JAKARTA, GRESNEWS.COM - Dewan Kehormatan Penyelenggara Pemilu (DKPP) memutuskan untuk memberhentikan secara  tetap 9 penyelenggara pemilu, memberikan peringatan terhadap 30 penyelenggara pemilu dan merehabilitasi nama baik 20 orang penyelenggara pemilu. Demikian putusan sidang DKPP terkait pengaduan pelanggaran pilpres yang dibacakan Ketua DKPP Jimly Asshiddiqie, Kamis (21/8).

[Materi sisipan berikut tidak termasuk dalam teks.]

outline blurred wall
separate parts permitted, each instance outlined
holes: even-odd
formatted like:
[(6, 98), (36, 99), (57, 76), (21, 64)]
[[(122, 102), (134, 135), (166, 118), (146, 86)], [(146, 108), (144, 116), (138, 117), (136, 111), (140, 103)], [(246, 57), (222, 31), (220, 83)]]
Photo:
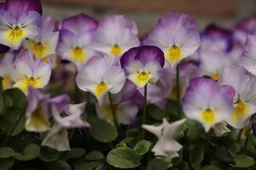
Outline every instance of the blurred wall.
[[(150, 31), (166, 8), (190, 13), (201, 29), (210, 23), (230, 28), (239, 20), (256, 13), (256, 0), (42, 0), (42, 3), (44, 14), (52, 15), (57, 20), (79, 13), (98, 20), (104, 14), (122, 14), (137, 22), (140, 33)], [(146, 10), (147, 8), (151, 8)]]
[[(128, 19), (135, 20), (137, 22), (139, 27), (139, 31), (141, 33), (149, 31), (155, 25), (157, 20), (160, 17), (161, 17), (165, 13), (160, 10), (149, 10), (149, 11), (139, 10), (139, 9), (124, 10), (123, 8), (113, 8), (108, 7), (101, 7), (99, 5), (93, 6), (90, 3), (90, 5), (88, 5), (85, 3), (84, 3), (85, 4), (83, 3), (82, 2), (83, 0), (80, 0), (79, 4), (76, 4), (75, 3), (69, 3), (69, 1), (72, 2), (76, 0), (67, 0), (67, 0), (43, 0), (44, 9), (44, 13), (45, 14), (47, 14), (52, 15), (55, 20), (61, 20), (67, 16), (73, 15), (79, 13), (85, 13), (97, 19), (100, 19), (104, 14), (122, 14)], [(151, 1), (156, 1), (156, 0), (151, 0)], [(196, 2), (195, 0), (189, 0), (189, 1), (191, 4)], [(219, 8), (224, 8), (223, 6), (224, 3), (222, 2), (225, 2), (226, 0), (218, 0), (218, 1), (212, 0), (212, 1), (216, 1), (216, 3), (218, 3), (218, 4)], [(198, 25), (201, 29), (203, 29), (206, 26), (207, 26), (210, 23), (216, 23), (218, 26), (226, 28), (230, 28), (239, 20), (245, 17), (252, 16), (256, 12), (256, 0), (234, 0), (229, 2), (230, 4), (228, 3), (226, 5), (230, 5), (230, 7), (232, 8), (234, 7), (234, 11), (231, 12), (229, 11), (228, 13), (222, 11), (223, 14), (220, 13), (218, 14), (207, 14), (206, 11), (205, 11), (206, 14), (204, 14), (204, 11), (199, 11), (200, 14), (191, 14), (198, 20)], [(206, 3), (207, 3), (207, 2), (206, 2)], [(165, 5), (165, 4), (160, 4), (160, 5)], [(181, 7), (183, 6), (183, 4), (179, 4), (179, 5), (181, 5)], [(230, 8), (229, 8), (229, 10), (230, 9)], [(182, 11), (182, 10), (183, 9), (179, 10), (179, 12), (187, 13), (187, 11)]]

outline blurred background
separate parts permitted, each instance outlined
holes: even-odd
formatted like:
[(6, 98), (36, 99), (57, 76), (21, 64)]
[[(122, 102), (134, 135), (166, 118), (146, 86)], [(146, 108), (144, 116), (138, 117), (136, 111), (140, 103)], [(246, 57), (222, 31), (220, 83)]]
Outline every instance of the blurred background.
[(211, 23), (231, 28), (256, 14), (256, 0), (42, 0), (44, 14), (59, 20), (79, 13), (100, 20), (104, 14), (124, 14), (137, 22), (140, 34), (150, 31), (166, 12), (187, 13), (203, 29)]

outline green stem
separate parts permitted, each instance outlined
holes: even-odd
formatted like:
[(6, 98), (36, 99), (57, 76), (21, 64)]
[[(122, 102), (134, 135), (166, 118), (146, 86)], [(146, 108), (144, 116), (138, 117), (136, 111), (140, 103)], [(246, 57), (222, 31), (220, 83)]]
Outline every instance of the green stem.
[(251, 130), (252, 130), (252, 128), (249, 128), (249, 129), (246, 133), (246, 139), (245, 139), (245, 142), (244, 142), (244, 148), (245, 149), (247, 148), (247, 144), (248, 144), (248, 141), (249, 141), (249, 134), (250, 134)]
[[(143, 102), (143, 124), (146, 124), (146, 118), (147, 118), (147, 93), (148, 86), (147, 84), (144, 87), (144, 102)], [(143, 129), (143, 138), (145, 138), (145, 130)]]
[(179, 68), (178, 65), (176, 67), (176, 86), (177, 86), (177, 100), (180, 105), (180, 88), (179, 88)]
[(109, 103), (110, 103), (110, 108), (111, 108), (111, 112), (112, 112), (112, 116), (113, 116), (113, 123), (114, 123), (115, 128), (118, 128), (119, 122), (115, 116), (115, 110), (114, 110), (113, 104), (113, 99), (112, 99), (111, 94), (109, 92), (108, 92), (108, 99), (109, 99)]
[(8, 133), (8, 136), (7, 136), (7, 138), (5, 139), (5, 140), (3, 141), (3, 145), (8, 144), (8, 143), (9, 143), (10, 138), (12, 137), (12, 135), (13, 135), (13, 133), (14, 133), (14, 132), (15, 132), (15, 130), (16, 129), (17, 126), (19, 125), (19, 123), (20, 122), (22, 117), (24, 116), (26, 109), (26, 106), (24, 107), (24, 109), (22, 110), (22, 111), (20, 111), (20, 116), (19, 116), (19, 117), (18, 117), (18, 120), (16, 121), (15, 126), (11, 128), (11, 130), (10, 130), (9, 133)]
[(181, 93), (180, 93), (180, 82), (179, 82), (179, 66), (178, 65), (176, 67), (176, 88), (177, 88), (177, 114), (178, 116), (182, 116), (182, 106), (181, 106)]
[(240, 142), (241, 133), (242, 133), (242, 128), (239, 130), (239, 133), (237, 134), (237, 138), (236, 138), (237, 142)]

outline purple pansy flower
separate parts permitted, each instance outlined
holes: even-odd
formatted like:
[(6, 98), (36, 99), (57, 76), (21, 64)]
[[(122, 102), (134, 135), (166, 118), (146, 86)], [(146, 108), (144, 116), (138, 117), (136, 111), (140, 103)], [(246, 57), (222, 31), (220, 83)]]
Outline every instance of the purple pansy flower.
[(236, 41), (244, 44), (247, 34), (256, 34), (256, 17), (241, 20), (234, 28), (234, 37)]
[(234, 94), (230, 86), (219, 86), (212, 79), (195, 78), (186, 90), (183, 108), (189, 118), (199, 121), (208, 132), (232, 115)]
[(26, 110), (26, 122), (25, 125), (26, 131), (41, 133), (49, 129), (49, 94), (41, 94), (33, 88), (28, 88), (28, 105)]
[(62, 20), (58, 26), (61, 30), (58, 54), (80, 68), (95, 54), (91, 40), (97, 26), (95, 19), (84, 14)]
[(230, 85), (236, 90), (233, 113), (227, 122), (235, 128), (241, 129), (256, 112), (255, 76), (247, 72), (243, 67), (230, 67), (223, 71), (218, 82)]
[(256, 75), (256, 35), (247, 35), (241, 59), (242, 66)]
[(18, 49), (25, 38), (35, 37), (41, 14), (39, 0), (7, 0), (0, 9), (0, 43)]
[[(61, 111), (58, 105), (52, 107), (55, 123), (44, 139), (42, 145), (55, 149), (59, 151), (64, 151), (70, 150), (67, 130), (70, 128), (90, 127), (90, 124), (87, 122), (84, 122), (81, 118), (81, 114), (84, 110), (85, 103), (68, 105), (67, 102), (63, 102), (65, 100), (67, 101), (67, 99), (61, 96), (60, 96), (60, 98), (61, 99), (57, 99), (60, 102), (57, 103), (62, 105), (62, 106), (67, 106), (67, 109)], [(57, 100), (55, 100), (55, 102)]]
[(104, 16), (96, 31), (93, 48), (111, 56), (121, 56), (140, 44), (136, 23), (122, 15)]
[(79, 71), (77, 85), (83, 91), (89, 91), (102, 104), (108, 92), (119, 93), (125, 82), (125, 75), (116, 58), (95, 56)]
[(148, 82), (155, 83), (159, 80), (165, 58), (160, 48), (141, 46), (125, 52), (120, 62), (128, 79), (142, 88)]
[(42, 20), (41, 31), (35, 37), (26, 38), (25, 46), (33, 54), (41, 59), (47, 59), (50, 54), (55, 54), (59, 41), (59, 31), (55, 31), (55, 23), (50, 16)]
[(32, 52), (23, 50), (15, 61), (12, 76), (15, 82), (14, 87), (20, 88), (25, 94), (28, 87), (42, 88), (50, 78), (51, 65), (41, 59), (33, 59)]
[(42, 94), (38, 89), (29, 87), (27, 93), (26, 129), (30, 132), (45, 132), (50, 128), (49, 118), (55, 110), (63, 112), (69, 109), (69, 97), (61, 95), (50, 99), (49, 94)]
[(160, 19), (143, 44), (161, 48), (166, 61), (176, 65), (193, 54), (200, 47), (200, 34), (195, 21), (183, 14), (167, 13)]
[(15, 62), (14, 51), (10, 50), (6, 53), (0, 63), (0, 76), (2, 77), (2, 88), (7, 89), (11, 88), (13, 83), (12, 69)]

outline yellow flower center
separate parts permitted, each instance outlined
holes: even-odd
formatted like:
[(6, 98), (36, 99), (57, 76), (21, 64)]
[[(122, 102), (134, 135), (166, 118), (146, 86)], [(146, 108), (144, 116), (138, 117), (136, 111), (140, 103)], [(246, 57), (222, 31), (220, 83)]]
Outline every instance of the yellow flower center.
[(14, 43), (18, 43), (22, 40), (25, 35), (26, 32), (19, 26), (16, 26), (15, 28), (12, 28), (10, 31), (9, 31), (7, 35), (7, 40)]
[[(113, 107), (113, 108), (112, 108)], [(105, 117), (106, 121), (110, 123), (113, 123), (113, 116), (112, 113), (112, 109), (113, 110), (113, 113), (116, 117), (119, 116), (119, 105), (113, 104), (111, 106), (110, 105), (103, 105), (100, 107), (99, 114), (101, 114), (103, 117)]]
[(87, 55), (84, 50), (80, 47), (75, 47), (74, 48), (73, 48), (70, 53), (70, 56), (75, 61), (79, 63), (83, 63), (87, 59)]
[(182, 60), (182, 50), (179, 47), (173, 45), (167, 50), (167, 60), (170, 63), (176, 63)]
[(35, 87), (38, 83), (37, 79), (31, 77), (27, 79), (27, 87)]
[(201, 118), (207, 126), (210, 126), (216, 121), (216, 114), (212, 110), (207, 109), (201, 113)]
[(123, 52), (122, 48), (120, 48), (120, 46), (117, 44), (113, 45), (110, 49), (110, 54), (112, 55), (119, 56), (122, 54), (122, 52)]
[(107, 90), (108, 84), (102, 82), (95, 88), (95, 93), (96, 96), (101, 96)]
[(235, 102), (235, 108), (233, 110), (233, 116), (237, 119), (238, 116), (242, 116), (247, 114), (247, 108), (246, 105), (239, 99)]
[(32, 47), (33, 54), (36, 56), (42, 57), (44, 54), (45, 48), (42, 42), (34, 43)]
[(145, 71), (143, 71), (143, 72), (137, 74), (137, 82), (148, 82), (149, 79), (149, 74), (146, 73)]
[(215, 81), (218, 81), (219, 76), (220, 76), (219, 73), (216, 73), (212, 76), (212, 78)]

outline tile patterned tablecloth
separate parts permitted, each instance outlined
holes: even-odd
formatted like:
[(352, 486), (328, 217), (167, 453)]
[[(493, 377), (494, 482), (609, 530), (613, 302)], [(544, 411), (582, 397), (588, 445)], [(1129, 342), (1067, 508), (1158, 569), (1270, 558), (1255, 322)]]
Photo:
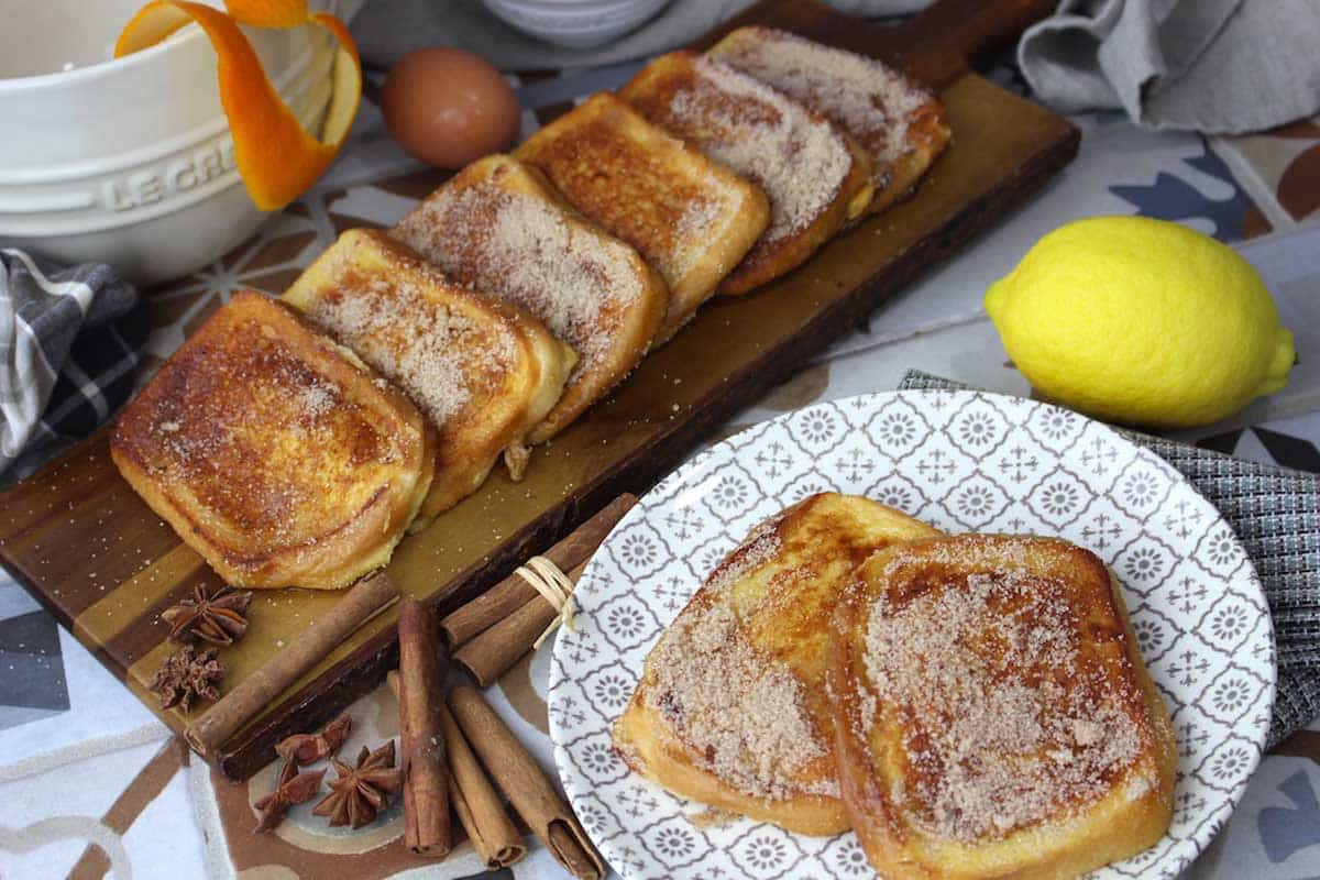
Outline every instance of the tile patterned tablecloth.
[[(524, 78), (524, 135), (540, 113), (626, 79), (636, 65)], [(995, 74), (1015, 83), (1008, 70)], [(878, 311), (793, 380), (721, 431), (805, 404), (894, 388), (909, 367), (1010, 393), (1026, 381), (1006, 365), (981, 311), (985, 288), (1055, 226), (1094, 214), (1175, 219), (1241, 241), (1299, 331), (1303, 363), (1290, 389), (1237, 418), (1184, 439), (1253, 460), (1320, 470), (1320, 228), (1313, 179), (1320, 125), (1206, 144), (1152, 135), (1118, 116), (1084, 116), (1081, 154), (1030, 206)], [(1309, 177), (1308, 177), (1309, 174)], [(166, 358), (234, 292), (282, 290), (343, 228), (388, 224), (441, 181), (385, 136), (367, 102), (354, 139), (315, 191), (252, 241), (154, 292), (149, 360)], [(1300, 231), (1298, 231), (1300, 230)], [(719, 437), (711, 438), (718, 439)], [(549, 646), (515, 666), (490, 697), (545, 767)], [(355, 740), (395, 735), (395, 703), (381, 689), (350, 710)], [(564, 707), (562, 711), (573, 711)], [(350, 743), (355, 747), (355, 743)], [(12, 581), (0, 575), (0, 877), (461, 877), (480, 873), (470, 847), (442, 864), (396, 842), (400, 811), (358, 833), (329, 830), (306, 806), (272, 836), (253, 836), (251, 801), (273, 770), (248, 785), (215, 777), (168, 736), (137, 701)], [(1188, 876), (1280, 880), (1320, 875), (1320, 726), (1284, 741), (1261, 767), (1246, 800)], [(521, 879), (562, 873), (539, 847), (512, 869)], [(510, 876), (508, 872), (492, 876)]]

Pemberhentian tetap penyelenggara pemilu dikenakan terhadap Ketua Komisi Pemilihan Umum (KPU) kabupaten Serang, H. Lutfi N; Anggota KPU kabupaten Serang, Adnan Hamsin. Adnan  dipecat karena terbukti menerima suap dari DPC Gerindra untuk memuluskan pencalegan. Sementara Lutfi selain diaduka pihak lain, ia juga dipecat karena mengetahui perbuatan anak buahnya namun tak melakukan tindakan dan membiarkannya sehingga dinilai tidak etis.

Pemecatan juga dilakukan DKPP terhadap Ketua merangkap anggota Panwaslu Kabupaten Banyuwangi, Rorry Desrino Purnama; dan anggota Panwaslu Kabupaten Banyuwangi Totok Haryanto. Penyelenggara pemilu lainnya yang diberhentikan secara tetap oleh DKPP diantaranya Ketua KPU Kabupaten Dogiyai, Didimus Dogomo; Anggota KPU Dogiyai, Yohanes Iyai, Ev Emanuel Keiya, Yulianus Agapa, dan Palvianus Kegou.

Sedang peringatan keras DKPP, dikenakan terhadap ketua dan anggota KPU Halmahera Timur; ketua dan anggota KPU DKI Jakarta, ketua dan anggota KPU Jakarta Utara, ketua dan anggota KPU Jakarta Pusat, ketua dan anggota KPU Jakarta Timur dan Jakarta Selatan. Selain itu, KPU pusat juga mendapatkan peringatan dari DKPP terkait surat edaran pembukaan kotak suara di DKI Jakarta.

Lebih lanjut, DKPP juga merehabilitas nama baik penyelenggara pemilu sebanyak 20 orang. Diantaranya ketua Panwaslu Sukoharjo, anggota KPU Surabaya, ketua dan anggota KPU Jawa Timur, ketua dan anggota KPU Jakarta Barat, ketua dan anggota Badan Pengawas Pemilu, dan ketua dan anggota KPU pusat.

Menanggapi keputusan DKPP, Tim Advokasi Prabowo-Hatta, Mahendradatta mengatakan hasil putusan DKPP akan mereka lanjutkan ke Mabes Polri dan Mahkamah Agung untuk memperkuat dalil laporan pidana. Lanjutnya, kalau diperoleh dengan cara tidak etis putusan tersebut akan dipertimbangkan untuk dibandingkan dengan pengadilan Mahkamah Konstitusi (MK).

“Kalau sampai beda dengan MK? Kita lihat saja nanti. Sudah sangat jelas memang itu melanggar etik,” katanya usai pembacaan putusan DKPP di Kementerian agama, Jakarta, Kamis (21/8).